Lyrebird is launching an API to copy anyone's voice from a one-minute audio recording

Lyrebird's speech synthesis API promises to create a realistic, 'emotional' copy of anyone's voice after hearing them speak for just one minute, raising some interesting ethical issues.

Andy Weir Senior News Editor Neowin @gcaweir · Apr 24, 2017 08:32 EDT · Hot! with 11 comments

The magnificent lyrebird is best known for its astonishing ability to mimic the calls of other birds, and many other sounds that it comes across, from a car alarm to the sound of a camera shutter. It was the ideal choice as the name of Canadian company Lyrebird, which is launching a new API that it says will enable developers to recreate any person's voice from just one minute of audio recordings.

As TNW points out, Lyrebird's API is conceptually similar to Adobe's Project VoCo technology - which was revealed last year - although there appear to be some key differences. While VoCo seems to require system resources to create digital voices, Lyrebird's API relies on cloud resources. "Our GPU clusters generate 1000 sentences in less than half a second," the company claims.
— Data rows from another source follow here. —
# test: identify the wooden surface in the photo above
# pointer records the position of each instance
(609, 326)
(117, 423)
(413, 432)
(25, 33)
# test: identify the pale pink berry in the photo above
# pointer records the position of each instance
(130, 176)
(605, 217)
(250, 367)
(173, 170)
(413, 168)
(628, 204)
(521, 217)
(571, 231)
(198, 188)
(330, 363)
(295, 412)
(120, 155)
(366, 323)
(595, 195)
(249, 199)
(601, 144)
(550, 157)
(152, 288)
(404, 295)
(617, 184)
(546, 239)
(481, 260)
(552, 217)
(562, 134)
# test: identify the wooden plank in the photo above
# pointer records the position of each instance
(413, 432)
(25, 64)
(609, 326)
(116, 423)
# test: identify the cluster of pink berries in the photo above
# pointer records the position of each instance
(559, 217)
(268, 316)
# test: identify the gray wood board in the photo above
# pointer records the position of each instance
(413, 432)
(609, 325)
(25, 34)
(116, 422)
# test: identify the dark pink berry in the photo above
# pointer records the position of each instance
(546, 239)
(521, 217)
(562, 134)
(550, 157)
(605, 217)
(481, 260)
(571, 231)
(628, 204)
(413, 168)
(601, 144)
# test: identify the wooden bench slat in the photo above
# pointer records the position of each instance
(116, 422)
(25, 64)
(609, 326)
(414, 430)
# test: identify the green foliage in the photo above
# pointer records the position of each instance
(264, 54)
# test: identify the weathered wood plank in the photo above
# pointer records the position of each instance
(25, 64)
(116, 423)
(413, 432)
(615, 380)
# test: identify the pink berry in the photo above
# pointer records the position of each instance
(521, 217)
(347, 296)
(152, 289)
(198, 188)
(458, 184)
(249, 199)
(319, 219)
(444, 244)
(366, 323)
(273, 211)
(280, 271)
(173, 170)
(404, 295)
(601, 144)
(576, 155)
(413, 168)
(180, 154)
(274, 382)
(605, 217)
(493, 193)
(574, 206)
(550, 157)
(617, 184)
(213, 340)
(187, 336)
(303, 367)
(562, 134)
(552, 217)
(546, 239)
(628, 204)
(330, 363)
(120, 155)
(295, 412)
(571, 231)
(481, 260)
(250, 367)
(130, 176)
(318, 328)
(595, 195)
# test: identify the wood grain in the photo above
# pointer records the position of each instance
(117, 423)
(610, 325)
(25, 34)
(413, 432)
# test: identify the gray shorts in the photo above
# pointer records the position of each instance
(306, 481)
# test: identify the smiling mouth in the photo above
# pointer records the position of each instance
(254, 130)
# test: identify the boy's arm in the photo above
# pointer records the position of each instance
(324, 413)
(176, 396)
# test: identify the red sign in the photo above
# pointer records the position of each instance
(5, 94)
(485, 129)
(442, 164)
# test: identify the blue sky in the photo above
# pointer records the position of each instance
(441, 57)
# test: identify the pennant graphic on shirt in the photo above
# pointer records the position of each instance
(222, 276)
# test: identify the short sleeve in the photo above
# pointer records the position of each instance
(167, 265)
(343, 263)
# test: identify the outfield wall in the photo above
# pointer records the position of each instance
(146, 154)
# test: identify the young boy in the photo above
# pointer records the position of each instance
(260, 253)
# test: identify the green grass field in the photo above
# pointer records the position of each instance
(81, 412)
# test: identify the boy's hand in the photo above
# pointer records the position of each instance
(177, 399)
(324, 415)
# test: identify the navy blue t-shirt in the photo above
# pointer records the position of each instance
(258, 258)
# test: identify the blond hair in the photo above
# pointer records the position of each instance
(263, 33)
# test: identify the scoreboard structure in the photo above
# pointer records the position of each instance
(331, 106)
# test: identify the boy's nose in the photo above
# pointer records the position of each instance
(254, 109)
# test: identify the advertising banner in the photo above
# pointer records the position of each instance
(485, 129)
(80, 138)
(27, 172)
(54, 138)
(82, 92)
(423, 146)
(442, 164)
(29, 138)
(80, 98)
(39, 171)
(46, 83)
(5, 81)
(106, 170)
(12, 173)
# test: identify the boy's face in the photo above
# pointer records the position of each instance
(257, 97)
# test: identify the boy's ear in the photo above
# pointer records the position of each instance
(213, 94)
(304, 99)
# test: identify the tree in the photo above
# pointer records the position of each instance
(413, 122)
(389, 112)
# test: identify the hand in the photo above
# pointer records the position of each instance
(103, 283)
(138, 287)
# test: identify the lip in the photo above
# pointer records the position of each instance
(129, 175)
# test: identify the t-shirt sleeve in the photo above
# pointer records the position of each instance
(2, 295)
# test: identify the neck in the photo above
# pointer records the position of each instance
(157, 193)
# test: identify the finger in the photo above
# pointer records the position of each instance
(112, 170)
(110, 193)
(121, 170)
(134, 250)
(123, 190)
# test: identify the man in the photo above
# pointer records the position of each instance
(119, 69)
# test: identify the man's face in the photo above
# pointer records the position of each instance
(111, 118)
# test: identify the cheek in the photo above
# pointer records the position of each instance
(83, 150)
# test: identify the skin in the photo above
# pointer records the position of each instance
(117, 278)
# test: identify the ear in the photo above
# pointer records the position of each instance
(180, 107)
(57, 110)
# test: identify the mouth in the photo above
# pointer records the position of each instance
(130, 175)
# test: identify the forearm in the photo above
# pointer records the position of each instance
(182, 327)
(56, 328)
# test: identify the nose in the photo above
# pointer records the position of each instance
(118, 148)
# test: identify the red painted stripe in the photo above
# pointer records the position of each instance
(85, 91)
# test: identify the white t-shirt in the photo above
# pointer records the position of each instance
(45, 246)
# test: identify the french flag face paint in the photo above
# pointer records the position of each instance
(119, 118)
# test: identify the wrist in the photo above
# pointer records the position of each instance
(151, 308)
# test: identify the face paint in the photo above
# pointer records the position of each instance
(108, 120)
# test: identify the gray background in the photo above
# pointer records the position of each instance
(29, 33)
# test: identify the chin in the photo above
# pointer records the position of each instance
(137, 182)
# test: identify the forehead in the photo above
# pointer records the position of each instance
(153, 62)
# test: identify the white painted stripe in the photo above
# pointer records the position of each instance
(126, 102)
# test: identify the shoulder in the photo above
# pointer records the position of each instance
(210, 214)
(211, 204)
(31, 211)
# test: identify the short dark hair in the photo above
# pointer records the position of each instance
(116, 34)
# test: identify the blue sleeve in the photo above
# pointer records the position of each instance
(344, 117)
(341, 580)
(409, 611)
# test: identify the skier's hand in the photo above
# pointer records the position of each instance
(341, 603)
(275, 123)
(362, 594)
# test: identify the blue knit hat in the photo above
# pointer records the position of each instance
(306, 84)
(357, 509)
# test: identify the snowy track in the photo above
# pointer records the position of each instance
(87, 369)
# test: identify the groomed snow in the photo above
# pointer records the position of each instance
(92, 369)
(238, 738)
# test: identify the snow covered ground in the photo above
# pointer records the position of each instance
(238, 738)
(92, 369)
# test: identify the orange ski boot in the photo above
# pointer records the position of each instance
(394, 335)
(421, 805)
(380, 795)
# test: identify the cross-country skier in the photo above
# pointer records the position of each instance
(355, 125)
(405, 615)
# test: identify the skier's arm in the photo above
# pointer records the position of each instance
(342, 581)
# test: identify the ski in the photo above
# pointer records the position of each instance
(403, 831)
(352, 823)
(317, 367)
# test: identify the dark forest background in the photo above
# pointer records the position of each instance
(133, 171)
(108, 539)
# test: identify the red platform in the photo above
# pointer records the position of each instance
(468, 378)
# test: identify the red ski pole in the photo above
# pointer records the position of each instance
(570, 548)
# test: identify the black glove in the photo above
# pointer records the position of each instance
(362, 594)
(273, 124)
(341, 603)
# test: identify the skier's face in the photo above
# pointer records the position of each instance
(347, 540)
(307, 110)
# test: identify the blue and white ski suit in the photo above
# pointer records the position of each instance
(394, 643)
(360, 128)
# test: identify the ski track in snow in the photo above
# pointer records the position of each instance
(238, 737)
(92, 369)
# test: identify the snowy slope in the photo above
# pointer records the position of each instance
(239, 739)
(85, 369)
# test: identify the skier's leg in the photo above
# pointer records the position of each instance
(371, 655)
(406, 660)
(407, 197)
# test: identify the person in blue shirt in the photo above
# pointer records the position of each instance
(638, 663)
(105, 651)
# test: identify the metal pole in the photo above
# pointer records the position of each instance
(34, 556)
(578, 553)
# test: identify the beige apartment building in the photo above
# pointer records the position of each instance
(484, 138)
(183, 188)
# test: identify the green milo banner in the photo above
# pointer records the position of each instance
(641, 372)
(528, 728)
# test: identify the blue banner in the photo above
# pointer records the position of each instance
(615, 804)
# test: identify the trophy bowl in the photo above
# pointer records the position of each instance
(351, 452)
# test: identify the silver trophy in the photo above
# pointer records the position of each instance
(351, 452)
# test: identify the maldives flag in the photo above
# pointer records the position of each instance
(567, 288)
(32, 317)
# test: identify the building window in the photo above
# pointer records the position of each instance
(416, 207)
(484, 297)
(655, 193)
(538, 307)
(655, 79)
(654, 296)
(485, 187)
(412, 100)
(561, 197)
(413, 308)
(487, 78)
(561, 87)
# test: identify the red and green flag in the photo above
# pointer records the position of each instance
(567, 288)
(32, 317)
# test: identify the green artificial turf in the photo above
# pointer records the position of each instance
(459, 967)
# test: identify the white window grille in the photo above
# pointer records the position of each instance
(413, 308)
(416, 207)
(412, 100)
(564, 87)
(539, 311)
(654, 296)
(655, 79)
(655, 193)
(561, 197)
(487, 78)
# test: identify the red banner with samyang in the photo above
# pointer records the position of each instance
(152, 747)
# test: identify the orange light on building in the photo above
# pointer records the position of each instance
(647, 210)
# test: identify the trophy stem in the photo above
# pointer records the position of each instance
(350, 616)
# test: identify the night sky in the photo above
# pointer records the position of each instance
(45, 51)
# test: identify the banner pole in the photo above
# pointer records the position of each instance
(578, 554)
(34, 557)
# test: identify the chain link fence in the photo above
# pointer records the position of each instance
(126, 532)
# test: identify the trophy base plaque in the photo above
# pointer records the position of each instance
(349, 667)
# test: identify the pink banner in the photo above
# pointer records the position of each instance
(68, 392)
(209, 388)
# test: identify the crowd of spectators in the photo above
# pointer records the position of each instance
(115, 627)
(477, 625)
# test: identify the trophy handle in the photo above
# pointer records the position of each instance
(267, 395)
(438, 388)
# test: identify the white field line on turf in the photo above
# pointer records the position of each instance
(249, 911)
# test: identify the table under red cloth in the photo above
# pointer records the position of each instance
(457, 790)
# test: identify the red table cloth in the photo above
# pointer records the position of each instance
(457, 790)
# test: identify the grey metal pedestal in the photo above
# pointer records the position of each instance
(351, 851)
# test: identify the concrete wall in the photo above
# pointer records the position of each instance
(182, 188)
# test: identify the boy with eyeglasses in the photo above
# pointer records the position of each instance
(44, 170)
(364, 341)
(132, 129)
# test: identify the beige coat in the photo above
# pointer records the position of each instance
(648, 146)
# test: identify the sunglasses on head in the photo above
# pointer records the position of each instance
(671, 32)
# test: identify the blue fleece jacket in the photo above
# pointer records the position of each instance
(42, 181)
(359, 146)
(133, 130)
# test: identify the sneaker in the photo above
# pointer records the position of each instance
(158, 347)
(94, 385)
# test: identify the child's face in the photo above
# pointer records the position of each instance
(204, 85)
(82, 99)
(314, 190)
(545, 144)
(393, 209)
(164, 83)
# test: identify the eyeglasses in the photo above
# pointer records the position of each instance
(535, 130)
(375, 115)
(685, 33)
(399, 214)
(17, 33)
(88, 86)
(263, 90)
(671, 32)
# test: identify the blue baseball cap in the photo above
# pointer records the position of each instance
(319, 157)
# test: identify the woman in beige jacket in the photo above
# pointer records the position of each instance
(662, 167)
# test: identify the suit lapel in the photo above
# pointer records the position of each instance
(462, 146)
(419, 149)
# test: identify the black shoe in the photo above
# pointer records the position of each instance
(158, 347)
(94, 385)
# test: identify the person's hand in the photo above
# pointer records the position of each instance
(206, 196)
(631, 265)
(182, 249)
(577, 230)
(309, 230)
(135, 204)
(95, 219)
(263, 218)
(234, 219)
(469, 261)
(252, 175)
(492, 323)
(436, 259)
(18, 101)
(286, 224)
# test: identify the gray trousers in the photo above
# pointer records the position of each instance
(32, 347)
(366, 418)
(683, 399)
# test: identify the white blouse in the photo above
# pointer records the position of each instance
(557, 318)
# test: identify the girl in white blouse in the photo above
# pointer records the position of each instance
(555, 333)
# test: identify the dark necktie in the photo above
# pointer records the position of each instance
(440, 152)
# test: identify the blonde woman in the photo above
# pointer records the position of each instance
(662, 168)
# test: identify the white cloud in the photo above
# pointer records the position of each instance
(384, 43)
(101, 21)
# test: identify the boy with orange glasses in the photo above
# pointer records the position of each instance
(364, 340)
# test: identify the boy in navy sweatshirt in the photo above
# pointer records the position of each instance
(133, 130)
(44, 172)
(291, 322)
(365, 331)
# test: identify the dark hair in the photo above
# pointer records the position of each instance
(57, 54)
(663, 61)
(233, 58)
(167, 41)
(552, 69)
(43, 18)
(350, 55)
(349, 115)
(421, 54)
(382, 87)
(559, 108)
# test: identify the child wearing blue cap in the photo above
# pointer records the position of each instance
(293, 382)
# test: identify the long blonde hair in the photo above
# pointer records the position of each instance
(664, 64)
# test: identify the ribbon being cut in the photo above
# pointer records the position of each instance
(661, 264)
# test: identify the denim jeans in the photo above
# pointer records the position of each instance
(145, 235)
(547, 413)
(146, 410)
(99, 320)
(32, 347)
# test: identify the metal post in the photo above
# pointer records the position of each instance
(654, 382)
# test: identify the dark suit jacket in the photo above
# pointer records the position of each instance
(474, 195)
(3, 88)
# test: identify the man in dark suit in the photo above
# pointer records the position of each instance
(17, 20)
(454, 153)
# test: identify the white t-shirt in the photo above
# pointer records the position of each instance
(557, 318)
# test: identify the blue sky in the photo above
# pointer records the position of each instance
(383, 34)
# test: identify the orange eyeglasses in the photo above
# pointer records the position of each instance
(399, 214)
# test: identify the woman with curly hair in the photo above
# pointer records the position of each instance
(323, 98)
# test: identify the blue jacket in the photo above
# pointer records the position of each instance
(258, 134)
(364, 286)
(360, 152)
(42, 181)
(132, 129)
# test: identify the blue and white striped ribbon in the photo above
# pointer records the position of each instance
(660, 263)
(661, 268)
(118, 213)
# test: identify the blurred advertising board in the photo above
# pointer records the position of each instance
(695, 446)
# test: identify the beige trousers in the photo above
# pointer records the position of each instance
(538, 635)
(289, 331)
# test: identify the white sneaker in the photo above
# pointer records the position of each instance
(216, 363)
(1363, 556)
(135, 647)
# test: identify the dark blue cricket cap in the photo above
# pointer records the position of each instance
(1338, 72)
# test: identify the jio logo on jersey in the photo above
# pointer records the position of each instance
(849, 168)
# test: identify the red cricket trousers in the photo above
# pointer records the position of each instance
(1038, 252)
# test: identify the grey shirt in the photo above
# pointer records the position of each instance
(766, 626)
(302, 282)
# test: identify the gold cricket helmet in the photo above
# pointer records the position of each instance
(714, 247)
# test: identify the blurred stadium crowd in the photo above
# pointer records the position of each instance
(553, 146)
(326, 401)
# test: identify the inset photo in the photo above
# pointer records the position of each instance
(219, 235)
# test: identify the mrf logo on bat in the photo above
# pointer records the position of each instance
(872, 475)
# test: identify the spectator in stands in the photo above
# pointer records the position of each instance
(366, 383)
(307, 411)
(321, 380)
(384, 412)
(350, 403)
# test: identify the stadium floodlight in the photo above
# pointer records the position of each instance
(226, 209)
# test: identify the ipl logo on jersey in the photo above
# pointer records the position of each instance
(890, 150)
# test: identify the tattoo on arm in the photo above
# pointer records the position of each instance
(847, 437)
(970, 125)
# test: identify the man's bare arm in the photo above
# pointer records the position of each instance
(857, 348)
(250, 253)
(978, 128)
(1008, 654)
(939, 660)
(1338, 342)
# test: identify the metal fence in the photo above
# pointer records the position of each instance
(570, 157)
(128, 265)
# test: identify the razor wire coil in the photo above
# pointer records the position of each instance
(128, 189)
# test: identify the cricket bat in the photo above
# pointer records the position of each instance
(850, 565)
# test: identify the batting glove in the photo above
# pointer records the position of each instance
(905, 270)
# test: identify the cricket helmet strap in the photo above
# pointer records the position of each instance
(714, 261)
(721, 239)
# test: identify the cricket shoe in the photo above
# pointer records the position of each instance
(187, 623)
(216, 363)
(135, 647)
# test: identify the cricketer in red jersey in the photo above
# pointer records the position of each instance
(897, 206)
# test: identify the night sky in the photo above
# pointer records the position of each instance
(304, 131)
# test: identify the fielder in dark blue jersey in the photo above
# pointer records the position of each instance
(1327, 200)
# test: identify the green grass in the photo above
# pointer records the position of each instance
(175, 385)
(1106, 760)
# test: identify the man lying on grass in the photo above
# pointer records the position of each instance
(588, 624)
VoCo also needs to 'hear' at least 20 minutes of original audio for its speech synthesis, but Lyrebird says that from a single minute, it can "compress voice DNA into a unique key [and] use this key to generate anything with its corresponding voice." The company even says that it will include the ability to "control the emotion of the generated voice", infusing it with anger, sympathy, stress, and other emotions, with corresponding inflections to make the voice sound more natural.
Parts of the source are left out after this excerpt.